Most college students across the United States of America would at least be familiar with the existence of the Advanced Placement (AP) exams produced by the College Board. Since the 1950’s, these tests were presented as a way for highly achieving high school students to take college level courses and earn college credit by passing a test at the end of the school year. Currently there are 31 different courses offered by the College Board ranging from general courses such as Physics and World History to specific courses like Japanese Language and Culture. While overall the number of students who take advantage of this opportunity is on the rise, there is still a significant difference between Caucasian students and many minority students.

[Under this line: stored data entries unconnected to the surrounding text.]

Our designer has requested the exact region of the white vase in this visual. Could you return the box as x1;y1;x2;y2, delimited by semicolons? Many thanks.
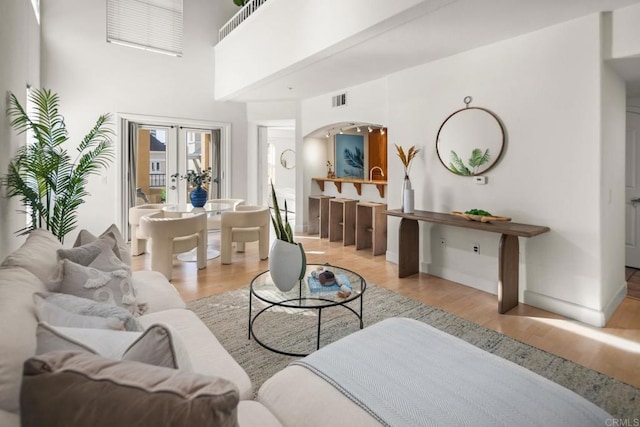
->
401;175;413;213
269;240;306;292
403;189;415;214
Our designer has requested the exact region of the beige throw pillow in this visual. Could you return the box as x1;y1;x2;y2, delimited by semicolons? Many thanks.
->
74;224;131;266
57;238;116;267
1;229;63;290
58;245;146;316
21;352;239;427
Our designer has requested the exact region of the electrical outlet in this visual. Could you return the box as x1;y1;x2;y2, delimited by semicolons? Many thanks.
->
440;238;446;248
472;243;480;254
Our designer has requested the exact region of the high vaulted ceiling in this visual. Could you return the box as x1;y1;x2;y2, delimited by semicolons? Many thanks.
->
223;0;640;102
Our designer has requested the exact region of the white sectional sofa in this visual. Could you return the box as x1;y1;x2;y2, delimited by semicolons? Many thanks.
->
0;229;281;426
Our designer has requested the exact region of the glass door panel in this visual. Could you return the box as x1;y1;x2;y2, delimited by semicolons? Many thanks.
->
179;128;221;203
133;126;173;206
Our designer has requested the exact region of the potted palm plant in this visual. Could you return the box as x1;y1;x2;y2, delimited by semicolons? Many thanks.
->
2;89;114;243
268;182;306;292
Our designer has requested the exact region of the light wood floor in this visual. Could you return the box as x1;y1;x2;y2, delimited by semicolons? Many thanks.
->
131;234;640;389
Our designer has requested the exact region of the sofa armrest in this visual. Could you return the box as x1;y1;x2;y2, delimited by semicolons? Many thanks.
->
238;401;283;427
131;271;186;312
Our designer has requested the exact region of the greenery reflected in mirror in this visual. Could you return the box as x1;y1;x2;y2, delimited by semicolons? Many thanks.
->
449;148;490;176
436;103;505;176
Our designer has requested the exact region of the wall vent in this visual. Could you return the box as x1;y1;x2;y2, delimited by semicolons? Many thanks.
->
332;93;347;107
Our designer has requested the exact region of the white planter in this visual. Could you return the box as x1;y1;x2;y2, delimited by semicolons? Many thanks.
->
269;240;306;292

In 2012, 32.4% of all high school students in America took at least one AP exam, which has grown significantly from 18% roughly a decade earlier. While 40% of Caucasian students and 60% of Asian students take at least one AP exam, only 30% of African-American and Hispanic students take at least one AP exam. Even farther behind, only 20% of Native American students take at least one exam.
While these numbers present a large range, this range is not characterized by aptitude or ability. The truth of the matter is, even though many minority students present a great aptitude for Math and Science, much fewerof them will even register for an Advanced Placement course or take the exam even if the options are available. Despite the near $100 price tag per exam, there has been a drastic increase among low income students taking AP exams, rising from 11% to 27% since 2002 due to the numerous subsidies presented to help offset the cost.
Many experts therefore suggest that the problem is much deeper than availability, but rather a problem that arises early in the education system. Mary Walker, a professor of education at the University of Texas at Austin, stresses the importance of developing an interest in education early on in order to allow students to grow in their aptitude most effectively. Walker says that minority students are “often not recognized as the smart kids in class.” She believes that if aptitudes are not cultivated as early as middle school then it makes little to no difference if the exams are made more available or not since students will not have the background to take them.
Overall, the opportunity to take AP classes and the exams that go along with them can be incredibly beneficial to many high school students nationwide. The passing of these exams can earn prospective college students transferable college credit at most universities. These credits can be beneficial in many ways. They can provide students with prerequisites for higher level classes, allowing students to begin their college career ahead of most of their classmates. They can also decrease the number of general education requirements that students have to meet at their college or university by allowing them to earn those credits while in high school. Additionally, if students earn enough credits, they could be able to register before many other classmates due to having the credits corresponding to a higher class ranking. Ultimately, with the right combination of these factors, students could save thousands of dollars by graduating a semester or, in some cases, even a year early.
The Advanced Placement curriculum has grown due to its proven importance in the college preparatory curriculum. Students who earn credit through this system are generally very happy with the outcome. That being said, the increase in enrollment by students in the United States suggests a positive future for America. However, an increase in minority student involvement in this program would greatly improve the overall status of education in America.